Réchauffement climatique : des progrès insuffisants selon le Haut Conseil pour le Climat
Face à l’urgence, nous devons accélérer. C’est, en substance, le message du rapport annuel du Haut Conseil pour le climat (HCC) rendu public ce matin du 20 juin, chargé d’évaluer la pertinence des politiques publiques en matière de décarbonation et d’adaptation au réchauffement climatique.
« Les aléas climatiques s’intensifient plus vite que les moyens mis en œuvre pour limiter leurs impacts », a résumé sa présidente, la climatologue Corinne Le Quéré. Pire, « l’écart se creuse ». Cependant, le « Les besoins d’adaptation seront d’autant plus importants et coûteux qu’ils seront pris en compte tardivement »rappelle le HCC.
Un manque de direction politique claire
Déjà, les canicules, les sécheresses, les pluies violentes et autres événements climatiques extrêmes, qui se sont multipliés au cours des dix dernières années, ont « a mis en évidence d’importantes vulnérabilités en matière d’approvisionnement en eau, de production agricole, de santé (surmortalité, propagation de maladies), d’habitabilité de certains territoires, de forêts et d’infrastructures », rappelle le HCC. Autant de rappels des difficultés à venir dans une France où les températures devraient augmenter de 4°C.
Ces insuffisances face à l’ampleur du défi sont en grande partie liées à un manque d’orientation politique claire, qui se reflète dans l’absence de développement d’un « trajectoire de référence ». Le HCC estime que si le cadre de l’action publique évolue positivement, « il reste à le consolider afin de diffuser l’action climatique dans l’ensemble de l’économie ».
Cela est particulièrement vrai en matière d’adaptation, faute d’évaluation des besoins depuis 2014, de financements ciblés, d’articulation entre les niveaux national et local ou de règles suffisantes, comme l’illustre par exemple le fait que « Les taux de prime d’assurance ne sont actuellement pas conditionnés à la mise en œuvre de mesures d’adaptation ».

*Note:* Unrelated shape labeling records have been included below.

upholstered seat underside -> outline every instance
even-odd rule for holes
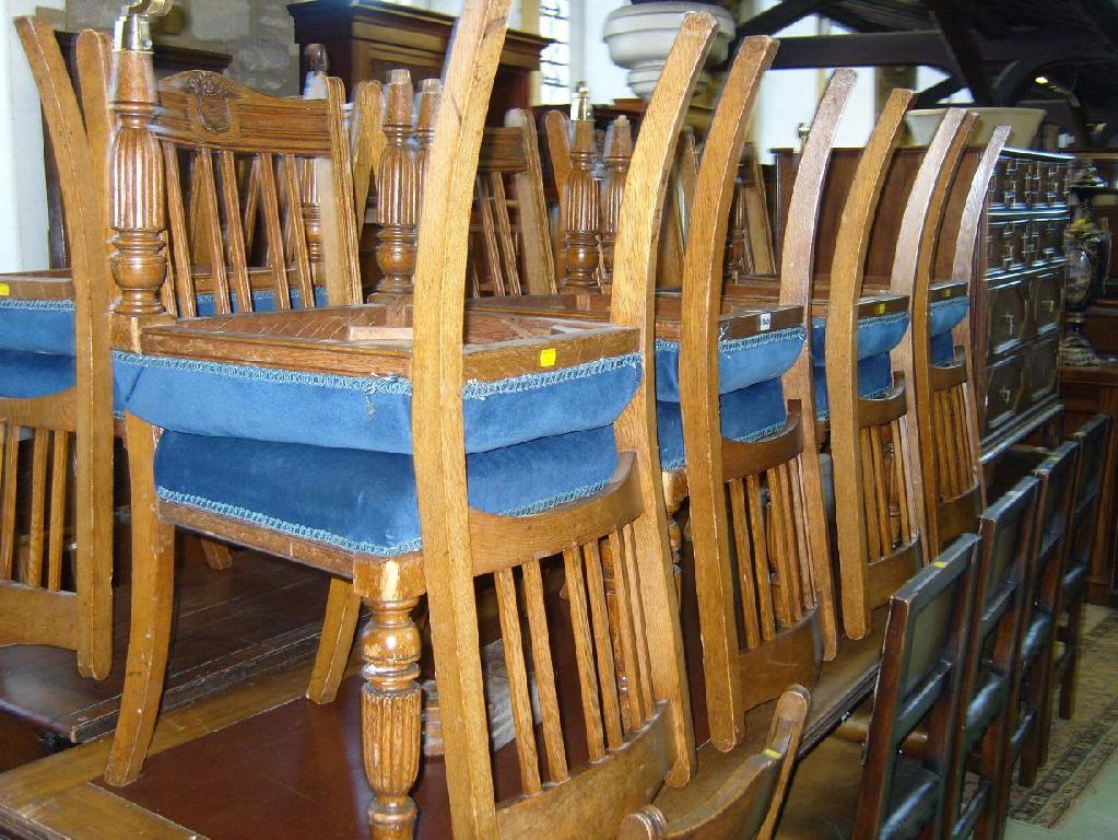
[[[74,387],[74,357],[0,349],[0,397],[34,399]]]
[[[601,490],[617,464],[613,426],[544,437],[466,459],[470,504],[522,516]],[[164,432],[161,499],[391,557],[420,548],[411,456]]]

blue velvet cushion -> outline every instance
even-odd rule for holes
[[[784,426],[787,412],[780,377],[796,361],[806,336],[804,328],[793,327],[719,341],[722,437],[757,441]],[[656,339],[656,432],[661,469],[682,470],[686,460],[680,412],[680,346],[662,339]]]
[[[858,322],[858,394],[860,397],[875,397],[893,384],[892,364],[889,351],[904,338],[908,331],[908,312],[863,318]],[[824,366],[826,347],[826,320],[816,318],[812,322],[812,378],[815,387],[815,415],[819,419],[831,416],[827,398],[827,377]]]
[[[965,295],[948,298],[931,304],[928,333],[931,337],[931,364],[938,367],[955,360],[955,341],[951,330],[967,315],[970,303]]]
[[[411,383],[114,352],[123,406],[162,428],[350,450],[411,451]],[[613,423],[641,381],[627,353],[463,388],[466,451]]]
[[[291,291],[291,308],[302,309],[302,299],[300,296],[297,289],[292,289]],[[237,303],[237,293],[229,293],[229,303],[234,312],[240,312],[240,305]],[[326,290],[324,286],[314,287],[314,305],[325,306],[326,305]],[[199,294],[195,296],[195,306],[198,308],[199,318],[209,318],[210,315],[217,314],[217,308],[214,305],[212,294]],[[274,312],[276,308],[276,293],[271,289],[257,289],[253,291],[253,311],[254,312]]]
[[[722,394],[718,404],[722,437],[730,441],[759,441],[778,432],[788,416],[779,377]],[[660,469],[682,470],[686,460],[679,403],[656,400],[656,433],[660,436]]]
[[[803,327],[718,342],[718,393],[747,388],[781,376],[799,356]],[[656,399],[680,402],[680,345],[656,339]]]
[[[470,504],[523,516],[601,490],[617,464],[612,425],[466,459]],[[420,548],[409,455],[164,432],[161,499],[347,551]]]
[[[0,397],[34,399],[73,387],[73,356],[0,349]]]
[[[74,355],[74,301],[0,298],[0,350]]]

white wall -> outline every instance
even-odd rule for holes
[[[758,0],[755,3],[756,13],[776,6],[777,2],[778,0]],[[812,16],[780,30],[777,37],[809,37],[822,34],[823,27],[828,27],[826,32],[831,35],[846,31],[842,27]],[[860,67],[856,73],[858,84],[846,104],[835,145],[864,145],[873,129],[873,68]],[[769,153],[771,149],[799,145],[796,126],[800,123],[812,124],[830,74],[830,70],[824,69],[769,70],[765,74],[752,130],[752,142],[761,162],[771,162]]]
[[[47,188],[42,117],[12,18],[65,0],[0,0],[0,272],[45,268]]]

Des populations particulièrement exposées
Surtout, rien n’est fait pour donner la priorité aux catégories les plus vulnérables face au réchauffement climatique. Certains sont particulièrement exposés, comme les femmes enceintes, les personnes âgées et handicapées, les ménages pauvres, les personnes travaillant en extérieur ou sur des machines émettant de la chaleur, les minorités, etc.
Ainsi, les nourrissons et les jeunes enfants sont « moins capables de réguler leur température corporelle, plus sujets à la déshydratation, ce qui les rend plus vulnérables en cas de canicule extrême », note le HCC. Autant de fragilités qui « faire pression sur les services publics de santé, d’éducation et d’entretien des infrastructures qui ne sont plus en mesure de garantir la continuité de leurs activités en cas d’événements extrêmes dont la fréquence et l’intensité augmentent ».
Malgré tout, le tableau n’est pas tout noir. « Les émissions brutes de gaz à effet de serre ont diminué de 5,8 % par rapport à 2022 » et sont 31% inférieurs à leur niveau de 1990. Cette baisse est « deux fois supérieur à celui observé sur la période 2019-2022 ». Pour un tiers, elle est liée à des facteurs économiques « non reproductibles », comme la diminution du cheptel bovin ou le redémarrage des réacteurs nucléaires. Néanmoins, « tous les secteurs (hors déchets) et la plupart des sous-secteurs ont vu leurs émissions diminuer entre 2022 et 2023, avec les plus fortes baisses dans les secteurs de l’énergie et de l’industrie ».
Des écosystèmes forestiers affaiblis
L’impact de cette réduction brute des émissions est toutefois réduit de « le déficit attendu sur les puits de carbone », pointe vers l’instance. Autrement dit, les forêts et les espaces naturels, déjà fragilisés par le réchauffement, ne produisent plus assez d’oxygène pour compenser, comme prévu, la production de gaz à effet de serre.
À cet égard, le HCC souligne que« aucune stratégie ou plan majeur de régénération des écosystèmes forestiers n’a encore été proposé ». Il s’inquiète également des politiques agricoles « marqué au cours des douze derniers mois par un déclin de l’action publique pour le climat » et cela « contribuer à enfermer la production dans un modèle à forte intensité d’émissions plutôt que d’accompagner les agriculteurs vers des pratiques et des modèles à faibles émissions de carbone ».
En outre, bon nombre des améliorations s’observent davantage à court terme qu’à long terme, d’où l’insistance du HCC sur la nécessité de « garder la direction ». C’est le cas dans le secteur de l’énergie, où le choix de se concentrer entièrement sur le renouvellement du parc nucléaire ne prend pas en compte «la forte incertitude industrielle du secteur» et ne cherche pas à « compenser par la croissance des énergies renouvelables ».